2024年7月「今月のコラム」
さて今月は、虚実変化の道理です。詳細については、体用相応の巻で述べることにしますが、「虚」とは太極・無極などと同義で本質的なものを示し、「実」とは現実的なものの意味です。この考え方の1つに以下のものがあります。
植物はその生育に従うのが実で、その成長の実を失わないで挿花を挿けるがしかし所詮その挿花は「虚」である。(広江美之助)
未生流においては、伝書の解説のとおり、虚と実が相和してゆくところを求めるものです。
伐り出された草木を実より生じた虚(伐り出す前を実、伐る事で虚となる)とし、花矩を実、花の姿を虚とします。正花の姿に組み立てることを虚から実に帰ると見ます。組み立てて自然の草木は元の実に帰り、花矩は虚に帰るとみます。この虚実の変化に万能の姿を結ぶと考えるところに生花の妙境があります。(体用論より)なお、虚実とは、虚と実の関係の間に成り立っているもので、実は実のみで虚は虚のみであるものではなく、陰と陽、男と女、表と裏等と同義で、一枚の紙の表と裏とは表に対して裏があるのであり、表のみでは成り立たないものであります。
「五行」
中国で万物を生じ万象を変化させる五気(起こりは四千年前、中国夏王朝兎王の時代にさかのぼり…以下略)として、木土金火水をいいます。木火土金水は元来日常生活に不可欠な五つの物質ですが、転じてこれらの物質によって象徴される「気」あるいはその働きの意となり所謂五行説として展開します。五行の行とは運行の意で五つの物質が五行となるのは、天上の五遊星にその名を当てたことに由来します。(日本国語大辞典より)『五行大義』(続日本書紀に名が出る)陰陽の必読書として「周易」にならんで挙げられています。
五行大義では、
九は休む事無く前進し伸び進む君徳明徴の数 極陽の数
八は後方に退き、陽に和し、徳命の臣道象徴の数 極陰の数
となっています。五行が最初に登場するのは書経(中国最古の経典)であり、五行の順が「水火木金土」でした。その後、鄒衍(すうえん)によって相剋説の「木土水火金」と替えられ、紀元前一世紀頃現在使われている相生説の順である「木火土金水」に替えられました。その後、漢代(紀元前200年頃)には陰陽説と合わせて宇宙の万物は全て五行の相生・相剋の原理によって生成変化するとして、種々のものに当てはめるようになりました。

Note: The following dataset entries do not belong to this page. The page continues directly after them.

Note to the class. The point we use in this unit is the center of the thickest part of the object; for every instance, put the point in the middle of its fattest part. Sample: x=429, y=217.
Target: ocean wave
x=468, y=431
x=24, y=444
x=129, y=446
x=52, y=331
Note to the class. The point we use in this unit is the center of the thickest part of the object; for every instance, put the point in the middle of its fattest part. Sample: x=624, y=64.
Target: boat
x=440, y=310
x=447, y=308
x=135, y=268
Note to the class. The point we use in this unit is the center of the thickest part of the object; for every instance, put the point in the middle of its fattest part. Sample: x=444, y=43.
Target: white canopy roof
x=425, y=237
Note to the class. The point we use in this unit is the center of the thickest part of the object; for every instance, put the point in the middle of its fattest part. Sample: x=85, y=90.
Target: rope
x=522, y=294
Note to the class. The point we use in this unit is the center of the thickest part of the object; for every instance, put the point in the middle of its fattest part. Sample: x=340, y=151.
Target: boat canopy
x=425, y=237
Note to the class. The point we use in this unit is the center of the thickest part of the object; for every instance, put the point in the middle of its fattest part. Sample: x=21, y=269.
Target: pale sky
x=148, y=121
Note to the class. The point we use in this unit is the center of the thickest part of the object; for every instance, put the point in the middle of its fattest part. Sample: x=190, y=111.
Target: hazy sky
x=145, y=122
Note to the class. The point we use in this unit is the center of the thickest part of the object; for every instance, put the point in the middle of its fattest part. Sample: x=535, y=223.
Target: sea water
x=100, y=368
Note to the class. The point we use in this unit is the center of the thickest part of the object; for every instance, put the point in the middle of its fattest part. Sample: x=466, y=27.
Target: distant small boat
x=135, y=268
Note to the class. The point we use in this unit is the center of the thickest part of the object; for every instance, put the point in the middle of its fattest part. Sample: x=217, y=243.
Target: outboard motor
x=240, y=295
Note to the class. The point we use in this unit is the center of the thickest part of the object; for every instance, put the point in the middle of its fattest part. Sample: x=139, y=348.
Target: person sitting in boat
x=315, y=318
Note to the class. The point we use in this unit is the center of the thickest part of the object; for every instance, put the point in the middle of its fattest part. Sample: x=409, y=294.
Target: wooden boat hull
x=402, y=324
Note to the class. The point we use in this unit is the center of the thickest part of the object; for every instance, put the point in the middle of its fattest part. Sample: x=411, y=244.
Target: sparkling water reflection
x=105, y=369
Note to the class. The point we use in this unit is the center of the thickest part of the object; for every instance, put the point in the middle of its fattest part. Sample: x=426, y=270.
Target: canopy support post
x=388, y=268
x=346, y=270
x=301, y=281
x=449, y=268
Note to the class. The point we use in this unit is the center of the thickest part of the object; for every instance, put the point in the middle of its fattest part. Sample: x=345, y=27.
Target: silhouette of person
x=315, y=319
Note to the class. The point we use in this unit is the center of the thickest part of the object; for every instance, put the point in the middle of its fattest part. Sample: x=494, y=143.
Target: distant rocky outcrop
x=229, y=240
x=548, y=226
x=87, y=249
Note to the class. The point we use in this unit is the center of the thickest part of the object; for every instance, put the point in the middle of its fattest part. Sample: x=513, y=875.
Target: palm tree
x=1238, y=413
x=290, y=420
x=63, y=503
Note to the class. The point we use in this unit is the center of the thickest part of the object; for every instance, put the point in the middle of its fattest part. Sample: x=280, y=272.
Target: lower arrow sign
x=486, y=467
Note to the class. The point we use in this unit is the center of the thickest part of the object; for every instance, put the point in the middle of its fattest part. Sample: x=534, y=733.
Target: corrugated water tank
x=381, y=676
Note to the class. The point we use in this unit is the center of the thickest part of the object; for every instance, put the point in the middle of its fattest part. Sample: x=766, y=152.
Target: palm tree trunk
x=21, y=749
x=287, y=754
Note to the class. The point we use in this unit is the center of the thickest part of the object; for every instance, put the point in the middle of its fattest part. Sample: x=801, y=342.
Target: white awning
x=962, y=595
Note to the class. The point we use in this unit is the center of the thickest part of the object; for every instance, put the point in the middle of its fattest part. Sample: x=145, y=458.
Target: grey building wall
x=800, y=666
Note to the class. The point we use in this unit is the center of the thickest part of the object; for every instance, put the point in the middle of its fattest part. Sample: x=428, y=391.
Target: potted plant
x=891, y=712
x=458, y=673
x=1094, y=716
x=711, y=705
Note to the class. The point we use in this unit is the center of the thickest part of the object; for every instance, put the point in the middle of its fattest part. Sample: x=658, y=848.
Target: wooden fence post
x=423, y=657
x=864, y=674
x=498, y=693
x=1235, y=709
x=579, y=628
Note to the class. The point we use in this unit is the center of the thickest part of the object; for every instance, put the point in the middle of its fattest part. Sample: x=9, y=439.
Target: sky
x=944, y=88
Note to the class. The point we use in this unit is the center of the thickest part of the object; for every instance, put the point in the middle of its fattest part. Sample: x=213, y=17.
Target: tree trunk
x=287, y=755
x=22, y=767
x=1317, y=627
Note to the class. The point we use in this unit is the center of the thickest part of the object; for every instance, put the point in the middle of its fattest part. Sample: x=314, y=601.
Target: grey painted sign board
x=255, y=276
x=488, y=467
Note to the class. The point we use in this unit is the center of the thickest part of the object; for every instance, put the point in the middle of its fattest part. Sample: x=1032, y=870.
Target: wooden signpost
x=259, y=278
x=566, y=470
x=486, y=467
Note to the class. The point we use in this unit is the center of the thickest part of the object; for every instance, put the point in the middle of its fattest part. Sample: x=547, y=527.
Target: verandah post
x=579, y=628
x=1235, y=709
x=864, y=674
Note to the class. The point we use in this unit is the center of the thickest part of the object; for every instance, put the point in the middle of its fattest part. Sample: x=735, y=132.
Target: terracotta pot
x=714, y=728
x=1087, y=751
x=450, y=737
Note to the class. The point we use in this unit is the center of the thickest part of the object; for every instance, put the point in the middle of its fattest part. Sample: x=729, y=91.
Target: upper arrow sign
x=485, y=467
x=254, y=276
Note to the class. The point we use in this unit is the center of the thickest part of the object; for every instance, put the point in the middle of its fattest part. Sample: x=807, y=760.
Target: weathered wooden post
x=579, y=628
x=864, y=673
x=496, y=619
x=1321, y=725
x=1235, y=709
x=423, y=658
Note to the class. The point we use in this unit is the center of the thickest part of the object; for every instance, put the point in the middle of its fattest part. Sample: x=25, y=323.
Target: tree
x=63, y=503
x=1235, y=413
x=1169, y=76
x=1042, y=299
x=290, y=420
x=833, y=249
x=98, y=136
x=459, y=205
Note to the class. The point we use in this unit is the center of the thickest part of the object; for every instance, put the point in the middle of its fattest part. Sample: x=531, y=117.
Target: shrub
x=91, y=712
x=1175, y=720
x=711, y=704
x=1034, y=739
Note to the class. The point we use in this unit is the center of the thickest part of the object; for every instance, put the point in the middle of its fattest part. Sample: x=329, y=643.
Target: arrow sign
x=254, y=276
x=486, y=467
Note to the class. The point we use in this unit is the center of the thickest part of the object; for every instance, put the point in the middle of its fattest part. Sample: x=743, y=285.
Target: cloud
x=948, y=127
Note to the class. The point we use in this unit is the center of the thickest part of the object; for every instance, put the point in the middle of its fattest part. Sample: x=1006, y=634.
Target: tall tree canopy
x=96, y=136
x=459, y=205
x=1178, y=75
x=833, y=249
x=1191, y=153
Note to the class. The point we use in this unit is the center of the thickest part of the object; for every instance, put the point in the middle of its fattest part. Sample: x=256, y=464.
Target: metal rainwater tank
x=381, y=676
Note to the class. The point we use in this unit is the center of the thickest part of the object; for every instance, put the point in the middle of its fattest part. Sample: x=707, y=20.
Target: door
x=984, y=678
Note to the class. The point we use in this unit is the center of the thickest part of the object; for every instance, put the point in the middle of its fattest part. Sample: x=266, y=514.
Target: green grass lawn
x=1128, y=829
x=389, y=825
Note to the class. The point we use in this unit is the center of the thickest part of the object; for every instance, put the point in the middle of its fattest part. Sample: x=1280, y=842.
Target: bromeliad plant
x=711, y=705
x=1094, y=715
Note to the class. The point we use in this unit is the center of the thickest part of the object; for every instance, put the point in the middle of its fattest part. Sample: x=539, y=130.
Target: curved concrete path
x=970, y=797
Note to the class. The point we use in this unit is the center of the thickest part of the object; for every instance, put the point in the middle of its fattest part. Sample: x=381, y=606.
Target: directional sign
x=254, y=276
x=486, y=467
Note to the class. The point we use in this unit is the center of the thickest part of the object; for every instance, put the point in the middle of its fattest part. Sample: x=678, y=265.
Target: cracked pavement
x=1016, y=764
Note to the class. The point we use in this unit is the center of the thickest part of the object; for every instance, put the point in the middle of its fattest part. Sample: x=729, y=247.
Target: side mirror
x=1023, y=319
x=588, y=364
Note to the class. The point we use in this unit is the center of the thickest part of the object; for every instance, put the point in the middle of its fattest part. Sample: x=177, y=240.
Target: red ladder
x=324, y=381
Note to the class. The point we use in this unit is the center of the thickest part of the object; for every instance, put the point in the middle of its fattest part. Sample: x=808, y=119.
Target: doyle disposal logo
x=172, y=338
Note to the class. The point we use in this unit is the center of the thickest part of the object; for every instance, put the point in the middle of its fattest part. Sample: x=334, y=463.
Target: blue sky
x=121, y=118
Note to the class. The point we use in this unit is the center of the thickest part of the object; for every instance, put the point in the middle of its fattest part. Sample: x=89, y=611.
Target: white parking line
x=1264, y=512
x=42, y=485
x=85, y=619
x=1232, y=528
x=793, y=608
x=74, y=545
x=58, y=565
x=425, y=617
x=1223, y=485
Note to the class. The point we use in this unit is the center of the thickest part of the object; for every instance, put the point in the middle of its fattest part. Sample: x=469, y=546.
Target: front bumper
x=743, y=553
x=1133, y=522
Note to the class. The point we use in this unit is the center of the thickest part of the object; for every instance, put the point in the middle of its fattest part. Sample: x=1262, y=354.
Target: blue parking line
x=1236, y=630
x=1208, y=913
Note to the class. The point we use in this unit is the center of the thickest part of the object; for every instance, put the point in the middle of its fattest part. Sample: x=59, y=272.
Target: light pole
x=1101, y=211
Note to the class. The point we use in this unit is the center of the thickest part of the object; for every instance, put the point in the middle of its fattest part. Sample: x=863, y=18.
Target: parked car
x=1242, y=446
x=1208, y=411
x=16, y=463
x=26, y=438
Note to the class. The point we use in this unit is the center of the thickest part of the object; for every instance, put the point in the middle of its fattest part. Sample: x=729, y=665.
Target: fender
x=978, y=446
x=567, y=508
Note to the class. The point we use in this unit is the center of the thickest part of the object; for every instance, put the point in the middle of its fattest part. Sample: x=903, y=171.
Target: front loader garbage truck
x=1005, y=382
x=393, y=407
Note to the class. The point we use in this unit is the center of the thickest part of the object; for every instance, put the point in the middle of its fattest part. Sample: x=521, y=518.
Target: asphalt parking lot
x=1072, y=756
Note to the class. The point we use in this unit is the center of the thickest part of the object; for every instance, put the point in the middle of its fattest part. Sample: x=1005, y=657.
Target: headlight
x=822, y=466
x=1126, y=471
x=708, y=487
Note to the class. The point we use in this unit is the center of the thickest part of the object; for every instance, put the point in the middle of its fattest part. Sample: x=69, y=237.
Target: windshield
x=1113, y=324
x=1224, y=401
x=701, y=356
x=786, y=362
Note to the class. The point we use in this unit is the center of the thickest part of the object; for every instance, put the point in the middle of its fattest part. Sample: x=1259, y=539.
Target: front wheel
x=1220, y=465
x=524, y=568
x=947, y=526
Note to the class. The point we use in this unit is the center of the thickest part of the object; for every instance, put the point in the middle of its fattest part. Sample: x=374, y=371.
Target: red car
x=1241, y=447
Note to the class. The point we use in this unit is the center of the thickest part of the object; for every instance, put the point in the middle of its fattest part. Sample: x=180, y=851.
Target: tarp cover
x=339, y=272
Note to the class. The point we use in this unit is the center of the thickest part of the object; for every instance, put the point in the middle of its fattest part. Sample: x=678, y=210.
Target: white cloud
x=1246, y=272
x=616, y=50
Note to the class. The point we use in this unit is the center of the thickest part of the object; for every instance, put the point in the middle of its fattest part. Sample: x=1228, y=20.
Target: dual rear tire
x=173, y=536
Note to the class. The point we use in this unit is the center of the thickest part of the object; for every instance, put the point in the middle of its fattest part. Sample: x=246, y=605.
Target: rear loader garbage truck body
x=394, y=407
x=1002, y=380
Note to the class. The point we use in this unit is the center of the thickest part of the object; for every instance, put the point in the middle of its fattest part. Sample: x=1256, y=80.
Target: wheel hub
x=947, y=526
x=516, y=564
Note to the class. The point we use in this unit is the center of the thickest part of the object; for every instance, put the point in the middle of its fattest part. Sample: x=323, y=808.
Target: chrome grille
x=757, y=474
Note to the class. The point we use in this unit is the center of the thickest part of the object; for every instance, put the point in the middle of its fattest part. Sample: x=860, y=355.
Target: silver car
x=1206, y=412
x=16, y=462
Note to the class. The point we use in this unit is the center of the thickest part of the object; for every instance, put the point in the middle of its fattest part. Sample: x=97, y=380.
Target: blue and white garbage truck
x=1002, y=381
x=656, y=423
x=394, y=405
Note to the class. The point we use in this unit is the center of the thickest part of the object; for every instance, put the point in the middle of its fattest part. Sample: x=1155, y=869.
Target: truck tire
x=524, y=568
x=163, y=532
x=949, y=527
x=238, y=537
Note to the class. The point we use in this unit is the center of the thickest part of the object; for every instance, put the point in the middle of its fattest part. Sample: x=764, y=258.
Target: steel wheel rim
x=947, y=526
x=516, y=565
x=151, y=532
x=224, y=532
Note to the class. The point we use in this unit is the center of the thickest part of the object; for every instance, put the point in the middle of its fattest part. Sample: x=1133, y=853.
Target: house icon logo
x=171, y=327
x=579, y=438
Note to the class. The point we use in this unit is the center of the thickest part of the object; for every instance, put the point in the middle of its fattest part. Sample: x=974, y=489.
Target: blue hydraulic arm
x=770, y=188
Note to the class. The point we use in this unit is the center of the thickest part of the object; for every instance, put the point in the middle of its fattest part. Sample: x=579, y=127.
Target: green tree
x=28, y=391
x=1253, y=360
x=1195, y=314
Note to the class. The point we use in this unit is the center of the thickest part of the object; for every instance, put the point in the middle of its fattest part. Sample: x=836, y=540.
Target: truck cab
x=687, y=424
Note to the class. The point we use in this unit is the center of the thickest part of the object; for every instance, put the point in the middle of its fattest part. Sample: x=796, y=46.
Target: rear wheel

相剋(そうこく)では、水は火に剋ち、火は金に剋ち、金は木に剋ち、木は土に剋ち、土は水に剋つとする。
相生(そうしょう)では、木は火を生じ、火は土を生じ、土は金を生じ、金は水を生じ、水は木を生じるとする。
挿花百練(23頁)に五行五色のこととして、次の記載があります。
五色は木火土金水五行の色をいう、凡そ草木季節寒暖の時に随い、花葉を生じ青黄赤白と花に色はあらわせども、黒色の花なし、傳を持って五色を入る事あり、五色は即ち四方中央の五位なり、先ず東の方は木にして青色、南の方は火にして赤色、西の方は金にして白色、北の方は水にして黒色を現す、中央は土にして黄色をあらわすなり即ち五色これなり。
この四方中央の五位に五行をあて、その意に花形の役枝をあてたものが五行格で、中央に体、東に物の初めで動くとして留、南に栄えるとして用、西に実のりとして添うて添わず(相生)、北に朽ち土中に芽生えるといえど未だ生ぜずとして控と名づけます。この控の位置こそが未生の意を表し、未生流を考える上での大切な位置となります。
言葉の持つ意味を知る事とは、より深くいけばなを知ることでただ形だけにこだわらず、形にこめられた何ものかを追求し、いけばなの意義を感じ求めて頂く事ではないかと思う次第です。